Não havia sido fácil fazer sozinha as suturas em sua coxa, e foi ainda pior em seu antebraço, quando tinha que fazer tudo só com uma mão.

As últimas 48 horas foram um pesadelo. Após o tiroteio com o inimigo, ela sentia que estava em perigo de vida a todo instante.

Cada sombra, cada pedra que rolava, em tudo ela via um possível inimigo que poderia atirar nela.

Ela havia dormido apenas alguns minutos nas últimas noites. A única vez que sentiu tanto medo e desespero foi na Fase I do treinamento básico. Ela se lembrou daqueles dias.

Quando completou 8 anos de idade seus pais a mandaram para a base militar do planeta em que eles moravam. Naquela época seus pais possuíam bons cargos na administração colonial. Eram quase da elite e tinham muitos privilégios.

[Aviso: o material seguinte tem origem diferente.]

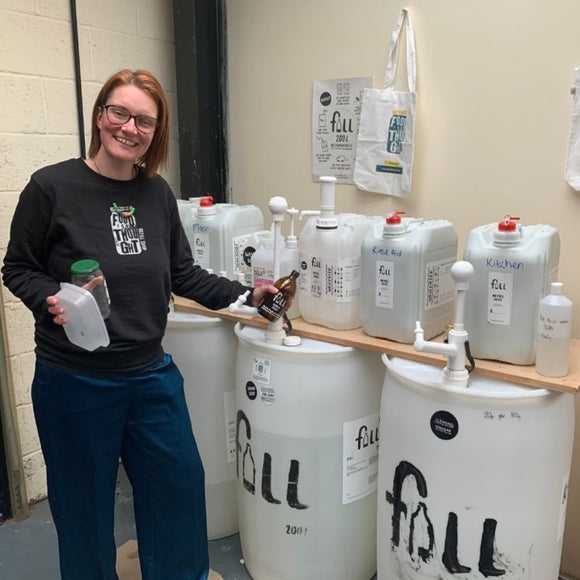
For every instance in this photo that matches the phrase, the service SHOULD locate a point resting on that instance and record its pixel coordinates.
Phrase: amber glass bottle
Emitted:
(274, 305)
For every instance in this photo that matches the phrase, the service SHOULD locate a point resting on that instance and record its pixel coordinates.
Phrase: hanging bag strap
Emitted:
(392, 61)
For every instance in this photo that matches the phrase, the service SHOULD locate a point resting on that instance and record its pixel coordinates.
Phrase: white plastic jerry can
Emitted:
(406, 277)
(514, 266)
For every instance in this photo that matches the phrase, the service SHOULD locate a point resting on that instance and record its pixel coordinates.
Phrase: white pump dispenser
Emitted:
(455, 371)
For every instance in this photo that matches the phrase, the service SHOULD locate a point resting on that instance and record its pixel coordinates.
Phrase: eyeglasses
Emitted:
(119, 116)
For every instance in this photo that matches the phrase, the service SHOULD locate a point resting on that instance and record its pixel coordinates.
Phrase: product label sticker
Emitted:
(332, 279)
(499, 298)
(241, 262)
(261, 369)
(267, 394)
(251, 390)
(439, 286)
(444, 425)
(360, 452)
(384, 283)
(230, 425)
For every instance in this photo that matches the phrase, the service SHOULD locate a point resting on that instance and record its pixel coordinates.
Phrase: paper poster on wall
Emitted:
(336, 107)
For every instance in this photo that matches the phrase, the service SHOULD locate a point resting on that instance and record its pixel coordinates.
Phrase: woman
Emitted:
(125, 400)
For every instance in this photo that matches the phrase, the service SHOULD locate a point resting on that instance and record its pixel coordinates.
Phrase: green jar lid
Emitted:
(83, 267)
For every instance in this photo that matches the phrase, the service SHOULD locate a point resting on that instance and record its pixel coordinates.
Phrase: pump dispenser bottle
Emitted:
(554, 332)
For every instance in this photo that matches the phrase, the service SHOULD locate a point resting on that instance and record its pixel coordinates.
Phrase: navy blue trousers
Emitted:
(85, 424)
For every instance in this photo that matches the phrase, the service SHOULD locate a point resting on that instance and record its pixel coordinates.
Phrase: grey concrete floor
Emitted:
(29, 551)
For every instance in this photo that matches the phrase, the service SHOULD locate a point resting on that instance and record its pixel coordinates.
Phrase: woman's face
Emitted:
(126, 142)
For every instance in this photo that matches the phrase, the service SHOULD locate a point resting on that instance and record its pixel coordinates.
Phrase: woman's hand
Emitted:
(58, 311)
(260, 292)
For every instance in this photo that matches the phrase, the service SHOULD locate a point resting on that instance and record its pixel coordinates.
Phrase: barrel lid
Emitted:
(393, 224)
(256, 337)
(426, 376)
(206, 206)
(84, 267)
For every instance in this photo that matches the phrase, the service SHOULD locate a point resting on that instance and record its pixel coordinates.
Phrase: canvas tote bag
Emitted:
(384, 155)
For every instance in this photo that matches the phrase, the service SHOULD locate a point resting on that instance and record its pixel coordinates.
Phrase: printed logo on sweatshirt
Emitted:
(129, 238)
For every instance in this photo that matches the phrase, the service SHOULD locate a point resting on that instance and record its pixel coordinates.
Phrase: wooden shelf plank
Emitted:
(524, 375)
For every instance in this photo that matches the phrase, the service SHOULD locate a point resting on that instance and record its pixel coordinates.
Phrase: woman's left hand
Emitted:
(260, 293)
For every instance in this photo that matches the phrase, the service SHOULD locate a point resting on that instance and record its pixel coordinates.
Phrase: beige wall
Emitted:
(38, 126)
(494, 113)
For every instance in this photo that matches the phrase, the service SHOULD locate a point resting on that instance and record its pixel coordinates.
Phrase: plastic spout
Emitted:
(454, 372)
(327, 219)
(278, 207)
(291, 238)
(240, 307)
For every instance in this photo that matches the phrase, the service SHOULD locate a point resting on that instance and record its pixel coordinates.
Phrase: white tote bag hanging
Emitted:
(384, 156)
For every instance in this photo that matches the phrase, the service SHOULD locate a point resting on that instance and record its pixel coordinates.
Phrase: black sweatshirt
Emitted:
(68, 212)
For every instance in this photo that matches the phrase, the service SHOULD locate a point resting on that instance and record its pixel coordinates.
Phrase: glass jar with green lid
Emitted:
(82, 272)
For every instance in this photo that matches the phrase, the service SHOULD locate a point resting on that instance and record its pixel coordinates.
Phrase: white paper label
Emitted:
(239, 245)
(439, 286)
(261, 368)
(336, 108)
(499, 298)
(201, 249)
(230, 424)
(563, 504)
(360, 452)
(332, 279)
(384, 284)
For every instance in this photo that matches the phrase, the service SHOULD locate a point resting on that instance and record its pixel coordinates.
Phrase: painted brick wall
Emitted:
(38, 126)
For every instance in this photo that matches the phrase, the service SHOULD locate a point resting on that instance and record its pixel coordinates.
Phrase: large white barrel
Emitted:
(204, 349)
(473, 480)
(307, 426)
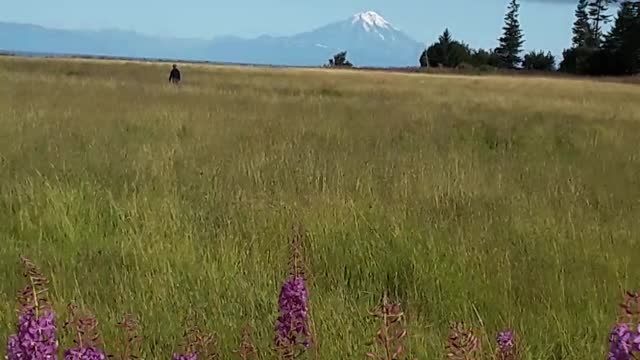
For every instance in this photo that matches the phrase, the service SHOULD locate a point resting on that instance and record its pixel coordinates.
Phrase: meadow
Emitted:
(503, 202)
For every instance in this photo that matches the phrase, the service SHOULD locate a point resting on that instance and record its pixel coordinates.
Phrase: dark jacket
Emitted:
(174, 76)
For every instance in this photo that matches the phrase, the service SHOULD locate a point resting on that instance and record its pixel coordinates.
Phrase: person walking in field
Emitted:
(174, 76)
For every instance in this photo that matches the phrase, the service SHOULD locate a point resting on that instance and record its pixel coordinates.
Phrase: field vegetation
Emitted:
(502, 202)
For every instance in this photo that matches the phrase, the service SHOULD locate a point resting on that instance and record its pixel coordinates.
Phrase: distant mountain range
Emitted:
(369, 39)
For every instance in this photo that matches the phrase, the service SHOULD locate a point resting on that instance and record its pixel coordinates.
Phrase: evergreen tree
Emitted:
(340, 60)
(599, 16)
(512, 38)
(539, 61)
(581, 27)
(448, 52)
(424, 59)
(622, 43)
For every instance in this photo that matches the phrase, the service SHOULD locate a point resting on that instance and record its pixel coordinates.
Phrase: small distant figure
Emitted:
(174, 76)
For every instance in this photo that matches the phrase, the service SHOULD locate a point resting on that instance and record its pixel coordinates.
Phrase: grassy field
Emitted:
(498, 201)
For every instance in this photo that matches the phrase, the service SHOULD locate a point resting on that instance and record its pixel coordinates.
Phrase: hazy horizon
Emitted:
(478, 24)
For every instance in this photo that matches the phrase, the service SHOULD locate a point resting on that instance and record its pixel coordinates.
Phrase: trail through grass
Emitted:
(502, 202)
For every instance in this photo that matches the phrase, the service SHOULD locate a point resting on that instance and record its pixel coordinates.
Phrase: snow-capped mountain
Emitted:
(368, 38)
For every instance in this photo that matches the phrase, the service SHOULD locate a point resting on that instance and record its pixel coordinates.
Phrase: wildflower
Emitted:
(391, 335)
(247, 349)
(506, 345)
(462, 344)
(292, 324)
(623, 342)
(187, 356)
(84, 326)
(36, 337)
(84, 353)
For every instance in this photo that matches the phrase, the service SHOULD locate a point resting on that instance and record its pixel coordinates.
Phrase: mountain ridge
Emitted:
(368, 38)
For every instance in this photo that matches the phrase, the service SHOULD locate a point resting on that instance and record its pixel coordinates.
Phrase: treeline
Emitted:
(593, 51)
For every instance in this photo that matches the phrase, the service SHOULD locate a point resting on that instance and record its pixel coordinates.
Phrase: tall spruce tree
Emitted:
(581, 27)
(512, 38)
(622, 43)
(599, 16)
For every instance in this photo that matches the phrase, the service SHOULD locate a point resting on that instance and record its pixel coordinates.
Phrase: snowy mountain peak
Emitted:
(371, 20)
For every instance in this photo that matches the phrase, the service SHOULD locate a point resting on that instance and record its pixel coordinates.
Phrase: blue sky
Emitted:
(547, 24)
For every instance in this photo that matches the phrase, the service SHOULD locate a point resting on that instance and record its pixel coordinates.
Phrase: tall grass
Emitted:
(500, 202)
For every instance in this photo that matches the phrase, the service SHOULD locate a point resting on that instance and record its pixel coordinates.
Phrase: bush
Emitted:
(539, 61)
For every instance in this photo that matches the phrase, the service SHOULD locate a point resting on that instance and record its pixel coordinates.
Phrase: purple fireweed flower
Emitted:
(505, 340)
(292, 325)
(36, 338)
(14, 352)
(84, 353)
(506, 345)
(188, 356)
(623, 342)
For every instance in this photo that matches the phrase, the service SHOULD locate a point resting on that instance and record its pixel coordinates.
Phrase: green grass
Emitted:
(502, 202)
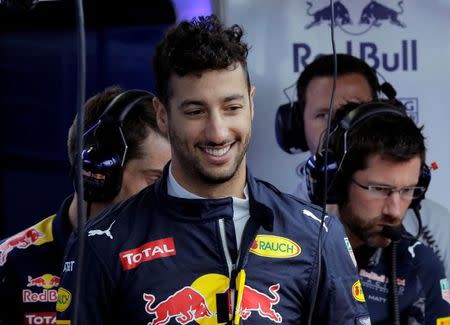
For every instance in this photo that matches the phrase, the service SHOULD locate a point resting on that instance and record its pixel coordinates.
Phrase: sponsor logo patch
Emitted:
(357, 291)
(40, 318)
(46, 281)
(275, 247)
(131, 259)
(445, 290)
(47, 295)
(198, 302)
(443, 321)
(64, 299)
(350, 250)
(68, 266)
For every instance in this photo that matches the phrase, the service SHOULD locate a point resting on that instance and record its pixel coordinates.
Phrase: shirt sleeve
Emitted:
(340, 299)
(5, 296)
(436, 289)
(94, 289)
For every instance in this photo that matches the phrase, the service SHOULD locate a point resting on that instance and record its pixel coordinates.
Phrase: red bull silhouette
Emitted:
(22, 240)
(46, 280)
(341, 14)
(253, 300)
(374, 12)
(185, 305)
(36, 282)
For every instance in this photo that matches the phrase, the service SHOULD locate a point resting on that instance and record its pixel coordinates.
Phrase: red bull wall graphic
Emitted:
(37, 235)
(196, 303)
(406, 41)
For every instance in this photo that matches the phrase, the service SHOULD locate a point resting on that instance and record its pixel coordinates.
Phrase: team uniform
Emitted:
(423, 290)
(435, 222)
(30, 265)
(161, 259)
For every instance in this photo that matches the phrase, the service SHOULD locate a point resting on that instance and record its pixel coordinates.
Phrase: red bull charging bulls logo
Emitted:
(355, 17)
(255, 301)
(197, 303)
(21, 241)
(185, 305)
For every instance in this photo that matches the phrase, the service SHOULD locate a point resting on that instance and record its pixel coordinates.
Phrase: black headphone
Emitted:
(289, 123)
(315, 168)
(103, 167)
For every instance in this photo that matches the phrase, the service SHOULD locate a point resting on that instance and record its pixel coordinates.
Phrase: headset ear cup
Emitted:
(315, 170)
(298, 128)
(283, 131)
(424, 181)
(289, 129)
(102, 175)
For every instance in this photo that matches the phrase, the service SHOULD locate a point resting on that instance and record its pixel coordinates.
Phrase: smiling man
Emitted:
(209, 243)
(381, 157)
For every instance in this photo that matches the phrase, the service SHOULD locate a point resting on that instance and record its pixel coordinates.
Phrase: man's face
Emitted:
(139, 173)
(349, 88)
(365, 216)
(209, 126)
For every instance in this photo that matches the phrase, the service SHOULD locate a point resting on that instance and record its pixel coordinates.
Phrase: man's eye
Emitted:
(380, 189)
(408, 190)
(193, 112)
(234, 108)
(321, 116)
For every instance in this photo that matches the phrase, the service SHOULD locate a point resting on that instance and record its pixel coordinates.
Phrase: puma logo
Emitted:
(106, 232)
(411, 249)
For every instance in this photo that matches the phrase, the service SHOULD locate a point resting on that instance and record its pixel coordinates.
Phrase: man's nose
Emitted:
(216, 130)
(395, 207)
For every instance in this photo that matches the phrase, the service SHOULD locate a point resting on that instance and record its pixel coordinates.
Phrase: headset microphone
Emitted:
(396, 233)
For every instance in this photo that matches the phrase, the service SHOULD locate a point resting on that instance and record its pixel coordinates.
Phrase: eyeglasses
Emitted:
(384, 191)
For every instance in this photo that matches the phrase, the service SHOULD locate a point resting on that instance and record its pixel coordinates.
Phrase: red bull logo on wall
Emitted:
(355, 17)
(197, 303)
(36, 235)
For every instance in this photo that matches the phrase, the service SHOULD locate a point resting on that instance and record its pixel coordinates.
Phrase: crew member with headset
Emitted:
(300, 125)
(374, 176)
(124, 152)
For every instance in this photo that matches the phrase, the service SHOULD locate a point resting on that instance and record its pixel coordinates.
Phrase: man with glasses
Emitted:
(380, 171)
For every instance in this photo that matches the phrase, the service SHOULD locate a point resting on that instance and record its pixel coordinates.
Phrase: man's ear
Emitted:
(252, 100)
(161, 115)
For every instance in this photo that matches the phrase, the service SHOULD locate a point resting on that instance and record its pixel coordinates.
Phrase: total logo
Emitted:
(355, 17)
(198, 303)
(40, 318)
(47, 282)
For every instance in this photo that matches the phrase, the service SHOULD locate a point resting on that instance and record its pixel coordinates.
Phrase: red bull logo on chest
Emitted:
(185, 305)
(197, 303)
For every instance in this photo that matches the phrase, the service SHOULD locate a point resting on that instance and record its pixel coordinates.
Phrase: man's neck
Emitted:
(95, 209)
(231, 188)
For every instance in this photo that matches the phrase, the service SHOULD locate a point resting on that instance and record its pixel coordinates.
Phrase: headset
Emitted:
(289, 123)
(102, 167)
(315, 168)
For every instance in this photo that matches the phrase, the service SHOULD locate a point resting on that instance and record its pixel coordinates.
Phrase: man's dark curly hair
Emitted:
(193, 47)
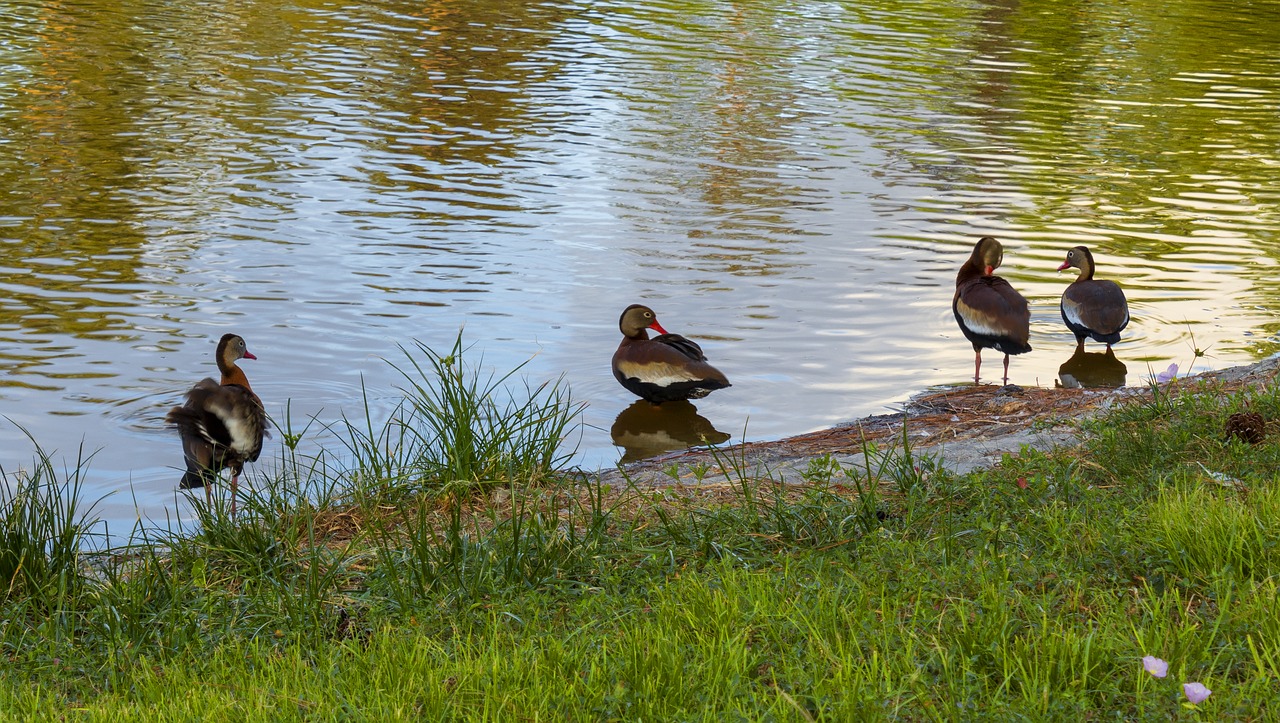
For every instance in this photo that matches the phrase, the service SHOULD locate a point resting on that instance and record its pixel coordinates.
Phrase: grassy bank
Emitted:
(440, 567)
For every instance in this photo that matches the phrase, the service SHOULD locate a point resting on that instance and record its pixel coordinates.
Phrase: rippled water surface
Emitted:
(792, 184)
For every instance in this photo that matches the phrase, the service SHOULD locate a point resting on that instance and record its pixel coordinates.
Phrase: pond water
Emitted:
(792, 184)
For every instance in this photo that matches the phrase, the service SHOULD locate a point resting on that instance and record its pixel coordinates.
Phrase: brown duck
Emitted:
(1092, 307)
(991, 314)
(663, 369)
(222, 424)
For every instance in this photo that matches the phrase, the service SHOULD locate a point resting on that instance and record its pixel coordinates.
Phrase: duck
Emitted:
(222, 424)
(1092, 309)
(991, 314)
(664, 369)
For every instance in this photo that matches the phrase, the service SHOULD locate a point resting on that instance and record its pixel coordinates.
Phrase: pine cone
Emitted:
(1248, 426)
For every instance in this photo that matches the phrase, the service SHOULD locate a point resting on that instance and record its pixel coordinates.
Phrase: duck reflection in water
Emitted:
(1092, 370)
(645, 430)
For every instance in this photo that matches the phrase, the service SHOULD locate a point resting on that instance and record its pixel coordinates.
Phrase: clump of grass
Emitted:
(44, 530)
(461, 424)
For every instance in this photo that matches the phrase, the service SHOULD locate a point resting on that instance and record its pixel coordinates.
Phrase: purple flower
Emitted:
(1196, 692)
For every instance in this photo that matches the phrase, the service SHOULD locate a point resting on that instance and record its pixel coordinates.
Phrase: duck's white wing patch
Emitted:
(978, 323)
(243, 440)
(657, 374)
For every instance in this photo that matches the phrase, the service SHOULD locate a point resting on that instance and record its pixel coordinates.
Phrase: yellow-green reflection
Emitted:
(1092, 370)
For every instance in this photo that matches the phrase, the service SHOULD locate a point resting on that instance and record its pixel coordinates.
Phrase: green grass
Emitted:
(888, 591)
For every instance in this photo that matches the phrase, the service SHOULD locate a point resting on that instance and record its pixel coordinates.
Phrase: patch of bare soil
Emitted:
(965, 428)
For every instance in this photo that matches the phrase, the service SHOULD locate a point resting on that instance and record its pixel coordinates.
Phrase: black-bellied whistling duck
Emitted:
(1092, 307)
(990, 312)
(662, 369)
(222, 424)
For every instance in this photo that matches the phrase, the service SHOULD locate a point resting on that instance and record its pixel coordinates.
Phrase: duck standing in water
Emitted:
(663, 369)
(991, 314)
(222, 424)
(1092, 307)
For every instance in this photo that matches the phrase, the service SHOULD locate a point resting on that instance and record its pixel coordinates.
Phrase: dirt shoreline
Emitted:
(965, 428)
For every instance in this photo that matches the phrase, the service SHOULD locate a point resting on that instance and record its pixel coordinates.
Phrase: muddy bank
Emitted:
(964, 428)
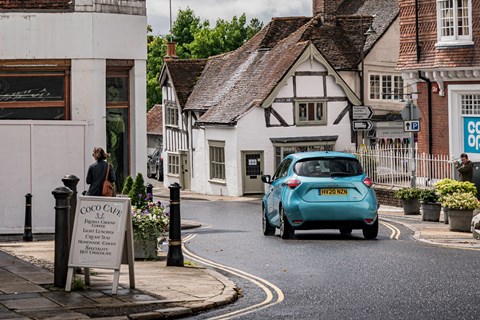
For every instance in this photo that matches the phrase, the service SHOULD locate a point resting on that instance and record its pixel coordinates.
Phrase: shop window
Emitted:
(34, 92)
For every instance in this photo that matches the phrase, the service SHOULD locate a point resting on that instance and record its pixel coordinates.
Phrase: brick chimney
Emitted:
(171, 51)
(327, 8)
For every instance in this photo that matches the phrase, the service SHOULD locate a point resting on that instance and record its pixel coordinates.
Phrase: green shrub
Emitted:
(127, 187)
(407, 193)
(428, 196)
(138, 192)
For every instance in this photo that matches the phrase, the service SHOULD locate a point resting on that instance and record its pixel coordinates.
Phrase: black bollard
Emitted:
(62, 206)
(175, 255)
(150, 191)
(27, 229)
(71, 181)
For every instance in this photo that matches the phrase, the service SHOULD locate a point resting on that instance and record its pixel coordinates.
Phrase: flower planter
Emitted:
(445, 215)
(431, 211)
(411, 206)
(145, 249)
(460, 220)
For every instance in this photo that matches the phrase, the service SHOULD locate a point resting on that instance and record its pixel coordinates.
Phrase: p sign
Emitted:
(471, 134)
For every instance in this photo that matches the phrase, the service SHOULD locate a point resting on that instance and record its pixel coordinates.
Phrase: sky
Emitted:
(158, 11)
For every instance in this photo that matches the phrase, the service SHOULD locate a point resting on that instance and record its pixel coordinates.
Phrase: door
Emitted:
(252, 171)
(184, 170)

Ela não queria ir, nunca havia se separado de seus pais, e no treinamento básico todos eram iguais, não havia privilégios para ninguém, essa era a lei.

Ela havia sido mimada pelos pais a vida toda, nunca ninguém havia gritado com ela. E no treinamento xingavam ela a toda hora.

Ela chegou a um ponto em que se recusou a fazer os exercícios e a ignorar as ordens e os gritos. Isso levou os monitores, que eram cinco ou seis anos mais velhos que ela, a tomarem medidas drásticas.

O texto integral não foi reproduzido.